Cytochrome $bc_{1}$ catalyzes electron transfer from quinol ($QH_{2}$) to cytochrome c in reactions coupled to proton translocation across the energy-conserving membrane. Energetic efficiency of the catalytic cycle is secured by a two-electron, two-proton bifurcation reaction leading to oxidation of $QH_{2}$ and reduction of the Rieske cluster and heme $QH_{2}$. The proton paths associated with this reaction remain elusive. Here we used site-directed mutagenesis and quantum mechanical (QM) calculations to analyze the contribution of protonable side chains located at the heme $QH_{2}$ side of the quinol oxidation site ($Q_{o}$) in Rhodobacter capsulatus cytochrome $bc_{1}$. We observe that the proton path is effectively switched off when H276 and E295 are simultaneously mutated to the non-protonable residues in the H276F/E295V double mutant. The two single mutants, H276F or E295V, are less efficient, but still transfer protons at functionally-relevant rates. Natural selection exposed two single mutations, N279S and M154T, that restored the functional proton transfers in H276F/E295V. QM calculations indicated that H276F/E295V traps the side chain of Y147 in a position distant from $QH_{2}$, while either N279S or M154T induce local changes releasing Y147 from that position.

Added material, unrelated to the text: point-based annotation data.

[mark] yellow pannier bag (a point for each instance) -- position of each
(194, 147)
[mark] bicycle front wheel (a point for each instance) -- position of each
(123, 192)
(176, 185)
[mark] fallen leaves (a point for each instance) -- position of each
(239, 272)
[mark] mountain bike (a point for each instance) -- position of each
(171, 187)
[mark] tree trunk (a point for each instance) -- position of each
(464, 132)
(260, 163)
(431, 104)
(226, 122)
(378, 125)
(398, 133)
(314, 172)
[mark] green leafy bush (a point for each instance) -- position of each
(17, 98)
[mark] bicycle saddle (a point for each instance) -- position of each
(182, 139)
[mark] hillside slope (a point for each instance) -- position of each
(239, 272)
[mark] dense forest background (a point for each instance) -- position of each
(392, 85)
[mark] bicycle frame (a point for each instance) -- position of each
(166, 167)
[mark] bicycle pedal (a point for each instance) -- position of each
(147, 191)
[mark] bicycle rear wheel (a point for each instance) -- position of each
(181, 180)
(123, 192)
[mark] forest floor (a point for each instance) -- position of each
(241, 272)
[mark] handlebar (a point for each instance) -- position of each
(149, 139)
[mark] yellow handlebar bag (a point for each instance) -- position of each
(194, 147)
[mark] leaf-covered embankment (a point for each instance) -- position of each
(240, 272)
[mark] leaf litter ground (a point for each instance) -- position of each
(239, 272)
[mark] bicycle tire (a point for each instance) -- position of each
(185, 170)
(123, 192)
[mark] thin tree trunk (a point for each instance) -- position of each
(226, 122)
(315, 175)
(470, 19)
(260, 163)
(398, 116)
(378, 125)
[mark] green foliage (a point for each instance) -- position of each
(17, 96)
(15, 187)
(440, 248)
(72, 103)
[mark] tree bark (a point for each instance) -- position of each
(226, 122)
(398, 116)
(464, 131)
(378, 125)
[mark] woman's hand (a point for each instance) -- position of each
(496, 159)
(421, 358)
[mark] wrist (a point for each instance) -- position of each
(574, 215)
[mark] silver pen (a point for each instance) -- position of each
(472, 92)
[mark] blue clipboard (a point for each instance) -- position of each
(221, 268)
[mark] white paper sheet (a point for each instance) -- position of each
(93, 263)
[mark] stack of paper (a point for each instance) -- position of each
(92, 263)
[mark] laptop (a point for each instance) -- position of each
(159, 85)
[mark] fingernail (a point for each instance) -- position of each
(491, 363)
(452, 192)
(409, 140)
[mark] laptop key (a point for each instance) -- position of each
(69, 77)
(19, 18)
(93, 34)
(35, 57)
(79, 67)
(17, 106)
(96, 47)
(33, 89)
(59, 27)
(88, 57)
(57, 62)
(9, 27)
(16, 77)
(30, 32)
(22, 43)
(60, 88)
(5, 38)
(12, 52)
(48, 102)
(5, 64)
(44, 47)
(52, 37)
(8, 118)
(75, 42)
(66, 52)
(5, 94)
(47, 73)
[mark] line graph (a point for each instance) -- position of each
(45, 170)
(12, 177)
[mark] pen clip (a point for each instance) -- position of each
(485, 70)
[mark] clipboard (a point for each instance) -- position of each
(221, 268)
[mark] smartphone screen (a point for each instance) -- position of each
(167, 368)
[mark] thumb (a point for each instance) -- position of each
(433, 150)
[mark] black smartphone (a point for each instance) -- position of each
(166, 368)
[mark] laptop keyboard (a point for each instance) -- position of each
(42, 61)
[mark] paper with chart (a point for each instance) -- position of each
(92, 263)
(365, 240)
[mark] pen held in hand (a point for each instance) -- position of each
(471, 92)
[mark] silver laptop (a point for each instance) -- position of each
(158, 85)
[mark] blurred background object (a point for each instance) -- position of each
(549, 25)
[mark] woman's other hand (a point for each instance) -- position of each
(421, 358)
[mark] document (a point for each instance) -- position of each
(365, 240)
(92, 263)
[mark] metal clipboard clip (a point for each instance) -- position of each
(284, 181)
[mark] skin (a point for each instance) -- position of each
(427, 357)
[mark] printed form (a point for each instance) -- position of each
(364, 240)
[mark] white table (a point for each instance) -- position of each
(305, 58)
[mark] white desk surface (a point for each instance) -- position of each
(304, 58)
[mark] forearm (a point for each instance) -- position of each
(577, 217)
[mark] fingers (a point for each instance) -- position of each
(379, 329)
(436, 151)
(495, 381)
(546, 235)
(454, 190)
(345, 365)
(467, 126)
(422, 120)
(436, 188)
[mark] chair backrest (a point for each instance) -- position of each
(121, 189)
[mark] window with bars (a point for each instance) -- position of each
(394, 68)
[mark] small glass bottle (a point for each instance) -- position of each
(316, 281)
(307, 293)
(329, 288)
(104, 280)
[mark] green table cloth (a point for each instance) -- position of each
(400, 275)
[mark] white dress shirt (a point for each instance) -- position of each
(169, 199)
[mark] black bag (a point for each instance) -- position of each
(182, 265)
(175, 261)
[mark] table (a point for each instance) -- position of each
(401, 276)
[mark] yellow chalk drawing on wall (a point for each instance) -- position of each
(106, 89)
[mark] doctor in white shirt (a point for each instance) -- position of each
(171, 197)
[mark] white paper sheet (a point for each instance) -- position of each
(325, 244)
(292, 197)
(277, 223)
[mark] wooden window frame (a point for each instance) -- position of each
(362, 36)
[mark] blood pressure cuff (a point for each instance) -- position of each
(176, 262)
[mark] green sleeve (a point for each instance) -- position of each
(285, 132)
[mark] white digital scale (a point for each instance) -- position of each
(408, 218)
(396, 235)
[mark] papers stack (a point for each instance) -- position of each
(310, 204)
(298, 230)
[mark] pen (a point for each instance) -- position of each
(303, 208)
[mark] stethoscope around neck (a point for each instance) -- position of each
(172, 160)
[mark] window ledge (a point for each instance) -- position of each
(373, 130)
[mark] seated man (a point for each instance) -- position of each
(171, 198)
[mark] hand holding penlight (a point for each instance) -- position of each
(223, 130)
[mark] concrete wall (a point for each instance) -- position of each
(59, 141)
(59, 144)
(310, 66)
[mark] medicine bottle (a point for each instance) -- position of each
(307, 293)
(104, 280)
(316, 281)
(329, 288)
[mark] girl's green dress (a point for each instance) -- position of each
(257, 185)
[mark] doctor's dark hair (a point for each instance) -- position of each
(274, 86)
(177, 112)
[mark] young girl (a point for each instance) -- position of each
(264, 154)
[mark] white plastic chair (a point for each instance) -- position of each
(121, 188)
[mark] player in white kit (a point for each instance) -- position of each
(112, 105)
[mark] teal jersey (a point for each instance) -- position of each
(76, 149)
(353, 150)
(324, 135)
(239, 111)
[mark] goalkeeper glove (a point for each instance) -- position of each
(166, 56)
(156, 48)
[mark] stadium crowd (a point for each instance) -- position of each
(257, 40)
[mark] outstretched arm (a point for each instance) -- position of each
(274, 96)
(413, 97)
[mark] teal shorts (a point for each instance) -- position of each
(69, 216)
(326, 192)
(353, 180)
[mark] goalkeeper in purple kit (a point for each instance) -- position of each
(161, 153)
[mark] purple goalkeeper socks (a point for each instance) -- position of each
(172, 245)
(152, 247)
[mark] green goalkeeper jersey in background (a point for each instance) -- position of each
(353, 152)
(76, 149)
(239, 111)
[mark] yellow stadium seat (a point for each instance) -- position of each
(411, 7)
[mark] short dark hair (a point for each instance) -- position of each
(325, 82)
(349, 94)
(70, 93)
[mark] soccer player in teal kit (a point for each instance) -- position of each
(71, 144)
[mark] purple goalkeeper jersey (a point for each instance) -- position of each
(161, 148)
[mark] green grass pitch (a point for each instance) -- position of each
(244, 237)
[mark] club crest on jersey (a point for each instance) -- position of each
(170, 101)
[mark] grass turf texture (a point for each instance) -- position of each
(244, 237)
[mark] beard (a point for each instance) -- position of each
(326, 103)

This shortens the distance between the protonable groups of Y147 and D278 and/or increases mobility of the Y147 side chain, which makes Y147 efficient in transferring protons from $QH_{2}$ toward D278 in H276F/E295V. Overall, our study identified an extended hydrogen bonding network, build up by E295, H276, D278 and Y147, involved in efficient removal of the proton from $QH_{2}$ at the heme $b_{L}$ side of $Q_{o}$.